Time to realize raised expectations
Companies will improve their track record in receiving full value from consultants if they focus on improving their level of control over their consultants and their consulting project, and if they pay close attention to how projects are staffed and which roles are filled by consultants. This requires leadership, participation and discipline on the part of management.
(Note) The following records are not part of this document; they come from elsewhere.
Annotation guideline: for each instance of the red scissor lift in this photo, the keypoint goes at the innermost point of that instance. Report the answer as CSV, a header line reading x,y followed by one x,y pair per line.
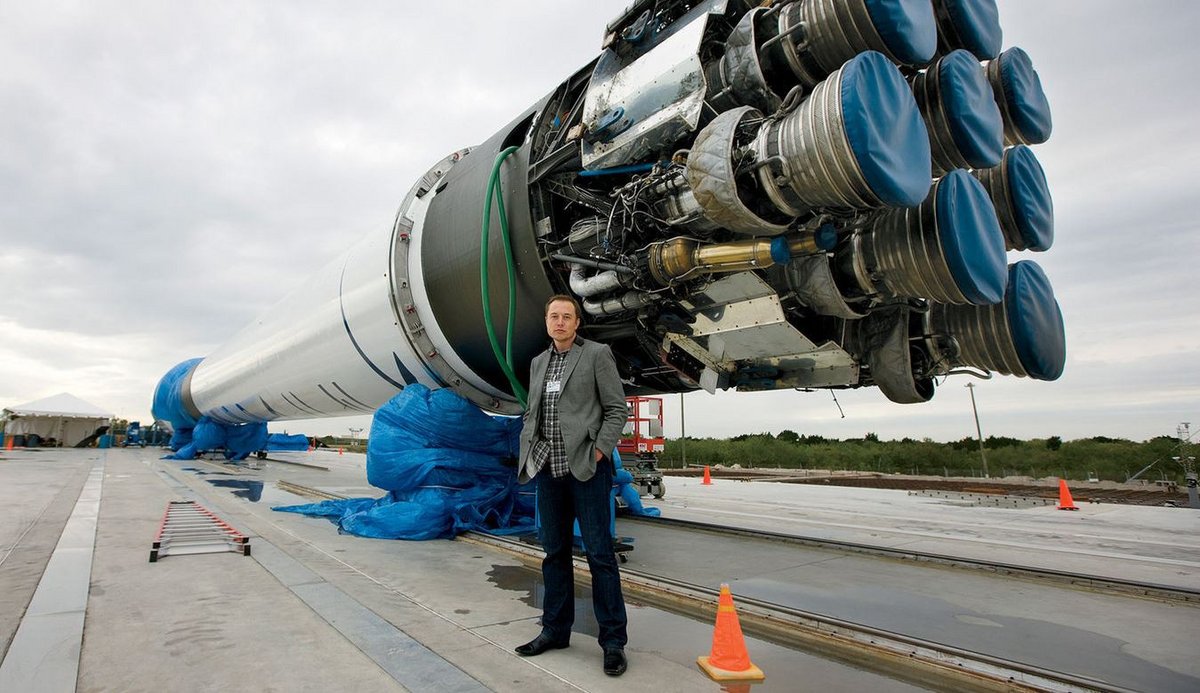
x,y
642,441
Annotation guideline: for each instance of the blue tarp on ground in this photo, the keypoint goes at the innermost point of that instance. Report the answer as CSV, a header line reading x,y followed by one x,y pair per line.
x,y
285,443
239,440
447,466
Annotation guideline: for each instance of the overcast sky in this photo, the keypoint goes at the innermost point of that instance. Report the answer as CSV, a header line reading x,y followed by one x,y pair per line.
x,y
168,170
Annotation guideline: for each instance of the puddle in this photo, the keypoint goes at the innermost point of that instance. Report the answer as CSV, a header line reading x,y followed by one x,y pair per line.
x,y
528,582
204,471
681,639
251,490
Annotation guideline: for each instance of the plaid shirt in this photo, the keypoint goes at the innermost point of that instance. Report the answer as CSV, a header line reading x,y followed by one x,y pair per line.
x,y
550,446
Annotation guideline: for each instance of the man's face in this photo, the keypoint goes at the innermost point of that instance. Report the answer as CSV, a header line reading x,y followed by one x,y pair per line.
x,y
562,321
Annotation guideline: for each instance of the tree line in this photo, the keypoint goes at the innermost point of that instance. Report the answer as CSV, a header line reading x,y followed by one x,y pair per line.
x,y
1098,457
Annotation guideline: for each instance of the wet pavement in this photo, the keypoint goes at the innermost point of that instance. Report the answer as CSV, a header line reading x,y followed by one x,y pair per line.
x,y
462,608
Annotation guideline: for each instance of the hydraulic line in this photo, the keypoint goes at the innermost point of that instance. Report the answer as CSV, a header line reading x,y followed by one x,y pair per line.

Effective consulting requires effective leadership.
High Value Consultant Roles
- Technical Expertise—functional, industry, methodology, project management
- Consulting Process—structured thinking, logical communications, facilitating change
- Third Party Perspective—independence, objectivity, external party experiences
Low Value-Added Roles of Consultants
- Resource Augmentation—research and data gathering, documentation, low-level programming and configuration, repetitive tasks, administration
- Reiteration of management’s perspectives
Effective client control
- Central point of accountability across the enterprise for consultant spend and for validation of the value realized from such spend.
- Executives define the problem, perhaps with some consultant support but without being unduly influenced by consultants.
- Executives define the metrics (documenting baseline and target values) for the desired business outcome against which the project will be measured.
- Executives, managers, and employees who will be working with consultants are educated on how to work with and manage consultants.
- The company configures the project team with a mix of competent internal employees, relevant contractors, and selected consultants in consultation with the chosen consulting firm.
- Each role is filled by someone who has the actual skills required and is committed for the appropriate duration and participation level to the project.
- The company provides their own consulting contract rather than working off the consulting firm’s standard version.
- The company retains a strong role in project management which may be supplemented with the consulting firm’s engagement manager.
- Consultants are controlled and managed during the course of their engagement as if they were an internal team.
- An independent group conducts post-completion reviews of consulting projects.
- Lessons learned by employees working on projects with consultants are captured, retained, and disseminated.